昨日は午後出かける前に、義母を花見に連れ出した。
ほんの一年前にはまだしっかりしていた義母なのに、今は頻繁に過去に戻ってしまっている。その過去も、30年前だったり50年前だったりで、ちっとも安定していない。
日常の記憶は全然ダメで、ついさっきした事をもう忘れている。息子の現在の姿も覚えていない。そして同じ質問を2分おきに繰り返している始末だ。
突然正気に戻った(そういう時もある)本人曰く「忘れちゃうんじゃないんだよ。忘れちゃうっていうことは一回頭の中に入るんだから。そうじゃなくて頭の中に入る所が駄目になってる」
妙に感心してしまった。
それでも不思議なもので、桜花の美しさは見たあと30分くらい経ってもはっきりと覚えていた。
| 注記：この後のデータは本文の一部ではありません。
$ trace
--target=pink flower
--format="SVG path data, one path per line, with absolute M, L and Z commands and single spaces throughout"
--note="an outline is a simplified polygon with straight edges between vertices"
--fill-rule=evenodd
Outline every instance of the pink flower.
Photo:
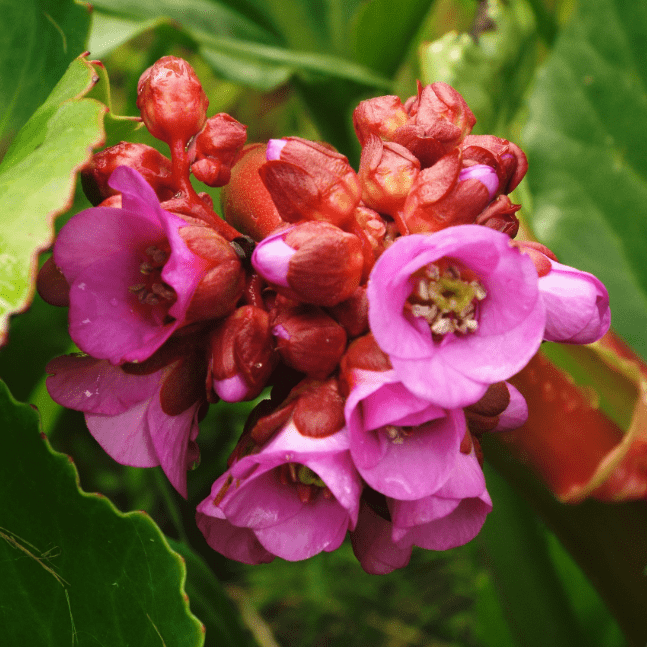
M 611 325 L 609 294 L 602 281 L 548 259 L 551 269 L 539 277 L 546 305 L 544 339 L 562 344 L 591 344 Z
M 447 550 L 466 544 L 479 533 L 492 510 L 474 452 L 459 453 L 445 483 L 427 497 L 415 501 L 370 498 L 372 505 L 362 501 L 351 540 L 362 568 L 378 575 L 406 566 L 413 546 Z
M 531 259 L 479 225 L 397 239 L 373 268 L 368 300 L 371 331 L 398 379 L 446 409 L 520 371 L 546 322 Z
M 54 260 L 70 284 L 70 336 L 120 364 L 150 357 L 182 325 L 209 263 L 189 251 L 178 231 L 186 222 L 160 207 L 137 171 L 119 167 L 109 184 L 122 208 L 74 216 Z
M 312 438 L 289 422 L 214 483 L 197 523 L 226 557 L 296 561 L 339 547 L 357 522 L 360 492 L 345 428 Z
M 114 460 L 133 467 L 161 465 L 186 497 L 186 472 L 199 456 L 201 402 L 178 415 L 164 412 L 160 393 L 173 368 L 129 375 L 105 360 L 65 355 L 47 365 L 47 390 L 59 404 L 85 413 L 90 433 Z
M 350 452 L 374 490 L 395 499 L 436 492 L 454 469 L 465 416 L 412 394 L 395 371 L 354 369 L 346 401 Z

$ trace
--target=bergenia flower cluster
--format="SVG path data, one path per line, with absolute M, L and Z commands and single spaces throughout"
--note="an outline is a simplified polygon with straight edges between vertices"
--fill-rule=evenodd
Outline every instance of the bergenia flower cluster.
M 514 240 L 525 155 L 471 135 L 443 83 L 359 104 L 357 172 L 325 143 L 245 146 L 207 105 L 185 61 L 160 59 L 138 107 L 170 158 L 122 142 L 84 170 L 96 206 L 39 277 L 82 351 L 50 362 L 50 394 L 186 496 L 207 407 L 270 387 L 197 509 L 232 559 L 305 559 L 350 533 L 387 573 L 470 541 L 492 507 L 479 438 L 527 417 L 506 380 L 543 340 L 609 327 L 600 281 Z M 224 220 L 191 174 L 223 187 Z

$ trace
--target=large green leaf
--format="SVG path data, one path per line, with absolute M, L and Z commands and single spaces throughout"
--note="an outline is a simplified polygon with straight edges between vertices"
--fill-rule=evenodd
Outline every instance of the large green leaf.
M 395 74 L 434 0 L 371 0 L 359 9 L 354 30 L 357 60 Z
M 535 20 L 526 0 L 491 0 L 484 22 L 476 39 L 450 31 L 423 44 L 421 80 L 456 88 L 477 118 L 475 133 L 505 137 L 535 71 Z
M 202 645 L 182 561 L 150 517 L 80 491 L 71 459 L 4 383 L 0 419 L 3 644 Z
M 205 625 L 205 647 L 254 647 L 256 641 L 205 561 L 186 544 L 171 539 L 168 542 L 173 550 L 184 557 L 186 591 L 192 609 Z
M 71 206 L 76 171 L 104 138 L 106 107 L 83 98 L 98 78 L 75 59 L 0 164 L 0 343 L 9 315 L 31 301 L 36 255 L 52 243 L 54 218 Z
M 614 328 L 647 358 L 647 4 L 587 0 L 529 101 L 532 226 L 599 276 Z
M 85 49 L 88 6 L 74 0 L 0 0 L 1 142 L 46 99 L 72 59 Z

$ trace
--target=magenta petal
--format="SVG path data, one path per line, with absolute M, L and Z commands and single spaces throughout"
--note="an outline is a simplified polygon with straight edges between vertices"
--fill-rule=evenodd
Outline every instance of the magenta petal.
M 391 364 L 412 393 L 448 409 L 473 404 L 487 391 L 487 383 L 464 375 L 444 357 L 406 360 L 392 357 Z
M 478 180 L 488 190 L 490 200 L 494 199 L 496 192 L 499 190 L 499 177 L 496 171 L 487 164 L 474 164 L 461 169 L 458 174 L 458 180 Z
M 296 251 L 285 241 L 287 234 L 293 229 L 282 229 L 264 238 L 254 249 L 252 266 L 270 283 L 288 287 L 288 269 L 290 260 Z
M 210 501 L 205 502 L 213 505 Z M 195 519 L 209 546 L 228 559 L 235 559 L 243 564 L 267 564 L 274 559 L 274 555 L 263 548 L 249 528 L 239 528 L 224 518 L 200 512 Z
M 270 552 L 289 561 L 338 548 L 348 529 L 348 512 L 336 501 L 319 496 L 297 514 L 274 526 L 256 529 Z
M 283 523 L 304 505 L 294 488 L 283 485 L 273 469 L 260 475 L 254 473 L 235 490 L 230 488 L 228 495 L 229 492 L 231 495 L 226 496 L 220 504 L 227 519 L 235 526 L 245 526 L 255 531 Z
M 393 441 L 383 427 L 376 434 L 382 447 L 378 463 L 365 467 L 351 455 L 364 480 L 378 492 L 394 499 L 420 499 L 435 492 L 453 469 L 465 434 L 462 410 L 447 417 L 414 427 Z
M 551 261 L 551 271 L 539 279 L 546 304 L 544 338 L 568 344 L 590 344 L 611 324 L 609 294 L 588 272 Z
M 159 373 L 128 375 L 121 368 L 93 357 L 64 355 L 46 367 L 47 390 L 68 409 L 115 415 L 149 399 L 159 384 Z
M 179 325 L 155 324 L 142 315 L 128 286 L 139 262 L 127 250 L 86 268 L 70 287 L 70 336 L 84 352 L 113 364 L 150 357 Z
M 114 416 L 85 414 L 85 422 L 95 440 L 122 465 L 155 467 L 160 464 L 148 431 L 149 403 L 144 400 Z
M 147 411 L 148 429 L 159 458 L 159 464 L 171 485 L 186 499 L 186 473 L 194 457 L 187 455 L 189 443 L 198 436 L 197 402 L 177 416 L 162 411 L 159 395 L 151 400 Z
M 462 546 L 478 535 L 491 510 L 492 502 L 487 492 L 480 498 L 463 499 L 446 517 L 411 528 L 398 546 L 405 548 L 413 544 L 427 550 Z
M 409 563 L 411 545 L 396 546 L 391 540 L 391 528 L 390 522 L 362 505 L 357 528 L 350 537 L 353 552 L 367 573 L 385 575 Z
M 218 397 L 225 402 L 240 402 L 249 393 L 247 382 L 240 373 L 224 380 L 213 380 L 213 390 Z
M 475 332 L 434 341 L 424 320 L 404 311 L 411 275 L 440 258 L 473 270 L 487 295 L 478 304 Z M 511 298 L 510 295 L 514 295 Z M 531 259 L 500 232 L 478 225 L 403 236 L 378 259 L 368 284 L 369 322 L 403 384 L 444 408 L 476 401 L 537 351 L 546 323 Z
M 58 233 L 54 262 L 71 284 L 98 260 L 124 250 L 135 252 L 163 236 L 159 219 L 149 212 L 93 207 L 77 213 Z
M 195 289 L 209 269 L 209 261 L 193 254 L 180 236 L 179 229 L 186 226 L 182 218 L 160 209 L 160 221 L 171 246 L 171 255 L 162 269 L 161 276 L 177 294 L 177 301 L 169 308 L 168 313 L 182 321 Z
M 499 416 L 499 422 L 493 431 L 511 431 L 518 429 L 528 420 L 528 405 L 526 399 L 519 391 L 509 384 L 505 383 L 510 393 L 510 404 L 505 411 Z

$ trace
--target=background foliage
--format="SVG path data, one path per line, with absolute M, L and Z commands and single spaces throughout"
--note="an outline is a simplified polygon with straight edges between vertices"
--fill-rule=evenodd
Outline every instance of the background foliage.
M 158 470 L 116 465 L 87 433 L 82 415 L 46 394 L 45 364 L 70 347 L 65 312 L 33 297 L 33 280 L 54 218 L 67 212 L 58 227 L 88 206 L 74 192 L 74 177 L 91 150 L 102 139 L 160 146 L 115 115 L 137 114 L 137 79 L 162 55 L 188 58 L 210 98 L 209 114 L 230 112 L 249 125 L 250 141 L 291 134 L 326 139 L 355 163 L 350 115 L 359 100 L 405 98 L 415 92 L 416 78 L 443 80 L 472 106 L 476 132 L 508 137 L 528 152 L 528 178 L 517 191 L 527 224 L 562 262 L 600 276 L 614 327 L 647 359 L 647 6 L 638 0 L 99 0 L 93 6 L 90 13 L 73 0 L 0 0 L 0 314 L 3 326 L 10 323 L 0 375 L 13 394 L 2 387 L 3 640 L 36 647 L 644 645 L 645 627 L 620 618 L 623 637 L 602 601 L 622 590 L 624 606 L 639 611 L 644 595 L 609 575 L 603 551 L 573 561 L 563 547 L 570 549 L 575 536 L 564 523 L 572 509 L 510 469 L 496 446 L 486 447 L 486 457 L 505 478 L 488 468 L 495 509 L 468 546 L 414 552 L 409 567 L 381 578 L 361 571 L 348 544 L 295 564 L 248 568 L 221 558 L 194 526 L 195 504 L 224 467 L 252 405 L 212 407 L 201 424 L 202 466 L 189 475 L 187 502 Z M 86 49 L 107 74 L 78 58 Z M 217 190 L 210 192 L 217 198 Z M 14 397 L 38 406 L 47 441 L 38 436 L 36 414 Z M 83 490 L 105 496 L 80 490 L 74 467 L 50 442 L 74 458 Z M 605 512 L 601 504 L 583 506 L 575 516 L 600 534 L 602 548 L 617 552 L 623 548 L 610 541 L 647 544 L 645 510 L 636 506 Z M 161 531 L 131 510 L 146 510 Z M 637 522 L 627 524 L 628 518 Z M 601 524 L 586 526 L 591 519 L 626 532 L 605 538 Z M 582 566 L 589 576 L 605 575 L 594 577 L 602 598 Z

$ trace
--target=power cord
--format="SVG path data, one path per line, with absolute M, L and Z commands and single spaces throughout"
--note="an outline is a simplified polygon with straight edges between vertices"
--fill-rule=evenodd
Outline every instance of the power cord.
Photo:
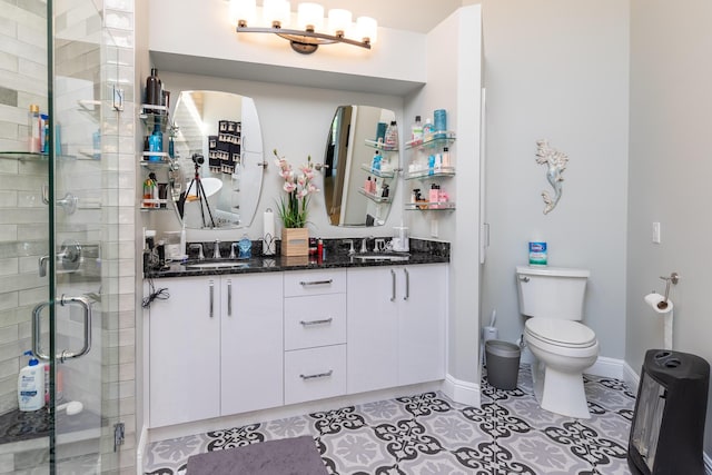
M 164 287 L 156 290 L 156 287 L 154 286 L 154 279 L 149 277 L 148 278 L 148 297 L 144 298 L 141 306 L 144 308 L 148 308 L 151 306 L 154 300 L 168 300 L 169 298 L 170 298 L 170 294 L 168 293 L 168 288 Z

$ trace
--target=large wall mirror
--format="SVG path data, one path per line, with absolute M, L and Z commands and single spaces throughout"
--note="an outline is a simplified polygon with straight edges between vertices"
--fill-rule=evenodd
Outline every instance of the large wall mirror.
M 171 118 L 171 184 L 186 227 L 248 227 L 265 161 L 255 101 L 229 92 L 181 91 Z
M 324 198 L 334 226 L 383 226 L 398 182 L 396 147 L 384 147 L 395 112 L 369 106 L 339 106 L 326 144 Z M 378 156 L 374 167 L 374 156 Z

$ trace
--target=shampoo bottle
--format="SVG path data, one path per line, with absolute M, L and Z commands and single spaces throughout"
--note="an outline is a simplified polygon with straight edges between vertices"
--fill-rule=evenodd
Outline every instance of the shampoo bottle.
M 151 76 L 146 78 L 146 103 L 151 106 L 160 106 L 162 83 L 158 77 L 158 70 L 151 68 Z M 154 110 L 154 112 L 157 112 Z
M 182 220 L 182 229 L 180 230 L 180 258 L 186 256 L 186 220 Z
M 30 360 L 18 375 L 18 406 L 22 412 L 44 407 L 44 367 L 40 366 L 32 352 L 24 352 Z
M 433 132 L 435 131 L 435 126 L 431 122 L 431 119 L 425 119 L 425 126 L 423 126 L 423 141 L 427 142 L 433 140 Z
M 423 122 L 421 122 L 421 116 L 415 116 L 415 122 L 411 126 L 411 144 L 421 142 L 423 142 Z
M 386 128 L 385 147 L 389 150 L 398 148 L 398 126 L 395 120 L 392 120 L 390 125 Z

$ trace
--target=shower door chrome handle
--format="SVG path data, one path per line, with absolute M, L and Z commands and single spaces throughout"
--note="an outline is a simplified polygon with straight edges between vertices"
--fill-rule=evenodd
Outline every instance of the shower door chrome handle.
M 34 306 L 34 308 L 32 309 L 32 353 L 39 359 L 44 360 L 49 360 L 49 355 L 43 353 L 42 348 L 40 348 L 40 339 L 42 335 L 41 316 L 42 309 L 49 306 L 49 301 L 42 301 L 41 304 Z
M 83 345 L 79 350 L 63 349 L 61 353 L 58 353 L 56 355 L 56 358 L 61 363 L 65 363 L 65 360 L 67 359 L 79 358 L 91 350 L 91 303 L 86 297 L 67 297 L 65 295 L 62 295 L 61 299 L 59 300 L 59 305 L 61 305 L 62 307 L 65 305 L 72 304 L 78 304 L 83 313 Z M 50 357 L 41 348 L 41 314 L 42 309 L 49 305 L 49 301 L 43 301 L 36 306 L 32 310 L 32 353 L 34 353 L 38 358 L 44 360 L 50 359 Z

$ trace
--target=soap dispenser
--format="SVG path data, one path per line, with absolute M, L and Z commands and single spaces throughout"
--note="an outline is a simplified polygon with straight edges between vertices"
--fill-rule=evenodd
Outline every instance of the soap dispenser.
M 44 367 L 32 355 L 24 352 L 30 360 L 18 375 L 18 407 L 21 412 L 38 410 L 44 407 Z

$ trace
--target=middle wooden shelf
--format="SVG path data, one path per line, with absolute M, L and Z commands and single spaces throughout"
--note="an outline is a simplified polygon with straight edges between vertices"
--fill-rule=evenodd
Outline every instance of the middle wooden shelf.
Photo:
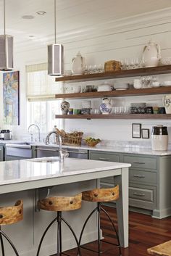
M 171 114 L 56 115 L 66 119 L 171 119 Z
M 142 89 L 128 89 L 107 91 L 93 91 L 75 94 L 56 94 L 56 99 L 92 99 L 104 97 L 122 97 L 140 95 L 165 94 L 171 94 L 171 86 L 157 88 L 146 88 Z

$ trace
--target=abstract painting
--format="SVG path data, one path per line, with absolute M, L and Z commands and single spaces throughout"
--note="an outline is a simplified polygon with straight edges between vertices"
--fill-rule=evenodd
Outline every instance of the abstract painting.
M 20 124 L 19 71 L 3 74 L 4 123 Z

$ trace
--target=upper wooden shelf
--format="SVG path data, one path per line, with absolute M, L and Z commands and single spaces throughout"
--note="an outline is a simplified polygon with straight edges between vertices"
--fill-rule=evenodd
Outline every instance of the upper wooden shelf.
M 62 119 L 160 119 L 170 120 L 171 114 L 109 114 L 109 115 L 56 115 Z
M 56 82 L 67 81 L 86 81 L 103 79 L 120 78 L 126 77 L 133 77 L 139 75 L 150 75 L 157 74 L 167 74 L 171 73 L 171 65 L 141 67 L 133 70 L 124 70 L 114 72 L 107 72 L 101 73 L 81 75 L 70 75 L 61 76 L 55 78 Z
M 170 86 L 163 86 L 157 88 L 146 88 L 143 89 L 128 89 L 119 91 L 94 91 L 84 92 L 77 94 L 56 94 L 57 99 L 79 99 L 79 98 L 104 98 L 104 97 L 120 97 L 128 96 L 139 96 L 139 95 L 150 95 L 150 94 L 171 94 Z

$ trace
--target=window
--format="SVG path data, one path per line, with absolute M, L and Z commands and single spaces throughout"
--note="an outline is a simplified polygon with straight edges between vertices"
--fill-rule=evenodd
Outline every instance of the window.
M 54 125 L 62 128 L 62 120 L 55 118 L 60 112 L 61 100 L 55 94 L 62 93 L 61 83 L 47 74 L 47 64 L 26 66 L 28 125 L 38 125 L 41 133 L 51 131 Z

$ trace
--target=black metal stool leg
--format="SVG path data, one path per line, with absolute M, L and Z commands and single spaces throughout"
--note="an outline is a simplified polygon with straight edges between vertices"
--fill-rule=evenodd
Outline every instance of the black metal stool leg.
M 17 251 L 17 249 L 15 248 L 14 245 L 12 244 L 12 242 L 9 239 L 9 238 L 1 230 L 0 230 L 0 234 L 1 234 L 1 241 L 2 241 L 2 243 L 3 243 L 2 236 L 4 236 L 8 241 L 8 242 L 9 243 L 11 247 L 12 247 L 13 250 L 14 251 L 15 255 L 17 256 L 19 256 L 19 254 L 18 254 L 18 252 Z M 3 247 L 4 247 L 4 243 L 3 243 Z M 4 256 L 4 248 L 3 248 L 3 249 L 4 249 L 4 252 L 3 252 L 4 255 L 2 255 Z M 3 249 L 2 249 L 2 252 L 3 252 Z
M 61 220 L 62 212 L 57 212 L 57 256 L 62 255 L 62 230 Z
M 83 236 L 83 231 L 84 231 L 84 228 L 86 228 L 86 226 L 88 223 L 88 220 L 89 220 L 89 218 L 91 218 L 91 216 L 93 214 L 93 212 L 95 212 L 96 210 L 98 210 L 98 207 L 96 207 L 90 214 L 88 216 L 88 218 L 86 218 L 84 224 L 83 224 L 83 226 L 82 228 L 82 230 L 81 230 L 81 232 L 80 232 L 80 239 L 79 239 L 79 245 L 80 245 L 80 242 L 81 242 L 81 239 L 82 239 L 82 236 Z
M 73 229 L 71 228 L 70 225 L 62 217 L 61 217 L 61 219 L 65 223 L 65 224 L 68 226 L 68 228 L 70 229 L 71 232 L 72 233 L 72 235 L 74 236 L 75 240 L 78 246 L 78 255 L 81 256 L 80 245 Z
M 5 252 L 4 252 L 4 241 L 3 241 L 3 238 L 2 238 L 2 234 L 1 233 L 1 227 L 0 226 L 0 239 L 1 239 L 1 253 L 2 256 L 5 256 Z
M 57 220 L 57 217 L 56 217 L 51 223 L 48 226 L 48 227 L 46 228 L 44 233 L 43 234 L 43 236 L 41 236 L 38 247 L 38 252 L 36 254 L 36 256 L 39 255 L 39 252 L 40 252 L 40 249 L 41 249 L 41 244 L 43 242 L 43 240 L 44 239 L 44 236 L 46 235 L 46 234 L 47 233 L 48 230 L 49 229 L 49 228 L 51 226 L 51 225 Z
M 101 237 L 100 237 L 100 212 L 101 212 L 101 204 L 97 203 L 97 211 L 98 211 L 98 255 L 101 254 Z
M 114 222 L 112 220 L 112 218 L 110 218 L 109 215 L 107 213 L 107 212 L 102 207 L 101 207 L 101 210 L 106 214 L 106 215 L 108 217 L 109 220 L 110 220 L 111 223 L 112 224 L 113 228 L 114 228 L 114 231 L 116 233 L 116 236 L 117 236 L 117 247 L 119 248 L 119 250 L 120 250 L 120 255 L 122 255 L 121 248 L 120 248 L 120 238 L 119 238 L 118 233 L 117 233 L 117 231 L 116 230 L 115 226 L 114 224 Z M 109 243 L 109 244 L 112 244 L 112 243 Z

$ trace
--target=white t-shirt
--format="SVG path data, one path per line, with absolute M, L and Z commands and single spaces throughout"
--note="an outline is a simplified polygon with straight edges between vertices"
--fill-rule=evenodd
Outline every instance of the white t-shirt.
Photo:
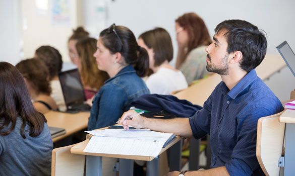
M 181 71 L 160 67 L 146 81 L 151 94 L 169 95 L 172 92 L 188 87 L 188 83 Z
M 53 99 L 61 111 L 66 110 L 66 103 L 64 99 L 64 95 L 62 86 L 59 80 L 52 80 L 50 81 L 51 86 L 51 94 L 50 96 Z

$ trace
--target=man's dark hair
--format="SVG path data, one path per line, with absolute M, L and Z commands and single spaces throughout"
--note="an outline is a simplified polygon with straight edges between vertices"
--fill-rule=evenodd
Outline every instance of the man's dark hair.
M 215 29 L 215 34 L 225 32 L 227 53 L 240 51 L 243 59 L 240 67 L 249 72 L 258 66 L 266 54 L 267 41 L 263 31 L 249 22 L 240 20 L 226 20 Z

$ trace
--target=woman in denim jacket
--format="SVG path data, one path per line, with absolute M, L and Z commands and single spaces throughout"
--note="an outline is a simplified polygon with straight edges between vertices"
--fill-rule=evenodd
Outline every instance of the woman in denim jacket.
M 146 50 L 139 46 L 133 33 L 114 24 L 102 31 L 94 54 L 98 69 L 110 76 L 92 102 L 88 129 L 115 123 L 130 104 L 141 96 L 149 94 L 144 81 L 149 67 Z

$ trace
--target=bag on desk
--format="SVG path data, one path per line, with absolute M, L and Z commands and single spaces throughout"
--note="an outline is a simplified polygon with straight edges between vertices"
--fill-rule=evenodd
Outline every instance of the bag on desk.
M 174 117 L 189 117 L 203 108 L 187 100 L 179 100 L 173 96 L 158 94 L 143 95 L 132 102 L 131 105 L 155 113 L 151 114 L 154 118 L 155 116 L 161 115 L 169 116 L 171 118 L 173 115 L 175 116 Z M 145 113 L 144 116 L 147 117 L 146 115 L 147 114 Z

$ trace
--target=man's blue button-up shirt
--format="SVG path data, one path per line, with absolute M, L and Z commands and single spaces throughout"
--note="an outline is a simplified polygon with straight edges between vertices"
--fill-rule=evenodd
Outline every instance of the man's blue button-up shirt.
M 196 138 L 210 134 L 211 167 L 225 166 L 231 175 L 258 175 L 263 172 L 256 156 L 257 122 L 282 110 L 253 69 L 231 90 L 220 82 L 190 124 Z

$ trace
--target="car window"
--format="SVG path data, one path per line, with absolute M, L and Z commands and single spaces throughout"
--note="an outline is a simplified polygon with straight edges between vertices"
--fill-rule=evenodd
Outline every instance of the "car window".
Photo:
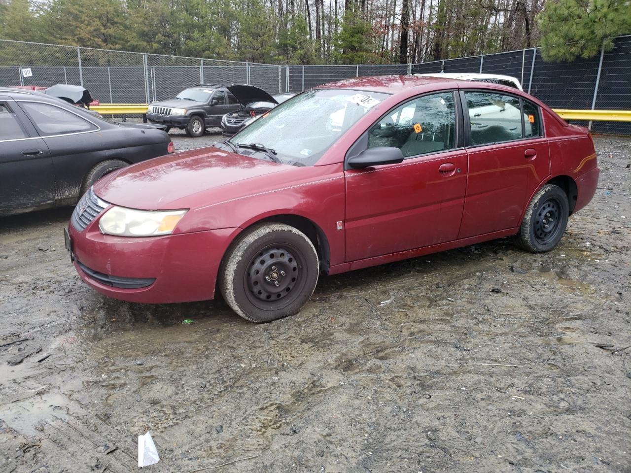
M 226 93 L 223 90 L 218 90 L 213 95 L 213 100 L 211 100 L 211 104 L 213 105 L 226 105 Z
M 28 137 L 22 129 L 18 117 L 9 107 L 0 103 L 0 139 L 18 139 Z
M 539 107 L 528 100 L 522 99 L 524 105 L 524 136 L 528 138 L 541 136 L 541 124 Z
M 351 89 L 311 89 L 261 115 L 232 141 L 236 144 L 264 144 L 273 149 L 283 162 L 310 166 L 388 96 Z
M 471 144 L 519 139 L 521 135 L 519 99 L 493 92 L 466 92 Z
M 198 89 L 191 87 L 190 89 L 184 89 L 175 96 L 175 98 L 182 100 L 192 100 L 194 102 L 208 101 L 208 98 L 215 91 L 214 89 Z
M 42 136 L 98 129 L 95 125 L 59 107 L 40 102 L 22 102 L 20 105 Z
M 408 102 L 370 128 L 368 147 L 399 148 L 405 158 L 456 147 L 456 111 L 451 92 Z

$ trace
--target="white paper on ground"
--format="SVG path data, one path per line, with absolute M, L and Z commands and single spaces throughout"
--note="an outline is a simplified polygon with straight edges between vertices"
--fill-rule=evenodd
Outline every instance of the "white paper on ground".
M 138 436 L 138 466 L 148 467 L 158 463 L 160 456 L 156 450 L 155 443 L 148 431 L 144 435 Z

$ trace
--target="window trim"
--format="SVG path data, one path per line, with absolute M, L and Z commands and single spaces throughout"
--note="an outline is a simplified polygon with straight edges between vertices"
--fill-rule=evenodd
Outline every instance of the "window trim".
M 64 110 L 66 112 L 69 112 L 70 114 L 72 114 L 73 115 L 78 117 L 80 120 L 83 120 L 85 122 L 88 122 L 88 123 L 91 124 L 93 126 L 96 127 L 96 129 L 94 129 L 94 130 L 86 130 L 86 131 L 73 131 L 73 132 L 71 132 L 70 133 L 61 133 L 61 134 L 56 134 L 56 135 L 42 134 L 42 133 L 40 132 L 40 129 L 39 129 L 39 128 L 37 127 L 37 126 L 35 123 L 33 122 L 33 120 L 31 119 L 31 117 L 30 116 L 28 116 L 28 114 L 26 112 L 26 110 L 23 110 L 23 112 L 24 112 L 24 114 L 27 116 L 27 118 L 28 119 L 28 121 L 33 125 L 33 127 L 35 129 L 35 131 L 37 132 L 37 134 L 39 135 L 40 137 L 42 137 L 42 138 L 56 138 L 56 137 L 60 137 L 60 136 L 72 136 L 73 135 L 81 135 L 81 134 L 85 134 L 86 133 L 94 133 L 95 132 L 100 131 L 101 131 L 101 127 L 100 126 L 98 126 L 98 125 L 97 125 L 96 123 L 95 123 L 94 122 L 93 122 L 91 120 L 88 120 L 87 118 L 86 118 L 85 117 L 82 117 L 81 115 L 79 115 L 78 114 L 76 114 L 74 112 L 73 112 L 72 110 L 69 110 L 68 108 L 64 108 L 63 107 L 60 107 L 59 105 L 57 105 L 56 103 L 48 103 L 47 102 L 40 102 L 39 100 L 23 100 L 21 99 L 18 99 L 18 100 L 16 100 L 16 103 L 18 104 L 18 106 L 20 107 L 20 108 L 21 108 L 21 106 L 20 104 L 21 103 L 24 103 L 24 102 L 27 102 L 27 103 L 40 103 L 40 104 L 42 104 L 42 105 L 50 105 L 50 107 L 56 107 L 57 108 L 59 108 L 61 110 Z M 74 107 L 74 105 L 73 105 L 73 107 Z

思い出すよすがにしようと、イベント時にはいつも写真を撮る事にしているが、それが無くても花見の事は多分覚えていられると思う。桜花の底力は凄いなと思った事だった。
見に行った場所はネットで探した。川沿いに桜並木が続く場所で、人があまりいなくて結構な穴場だった。来年も多分ここに連れてくることになるとは思うが、認知症はどのくらい進んでいるだろうか。
強風のせいだろう、桜の花が付いた小枝があちこちに落ちていた。それを義母と拾い集めながら、色々な事を考えた。ひとの一生もあっという間だろう。色々な価値観の人とぶつかる事もあると思う。でも、人生はとても短い。自分の小説で書いた「カウントダウン寸前の河合耆三郎」のように、誰かの目には間違って見えようが「こういう風にしか生きられない」自分の道を手探りで進むしかない。
そんな結論に達し、応援して下さる読者の皆様、編集者の皆様に深く感謝した花見でした。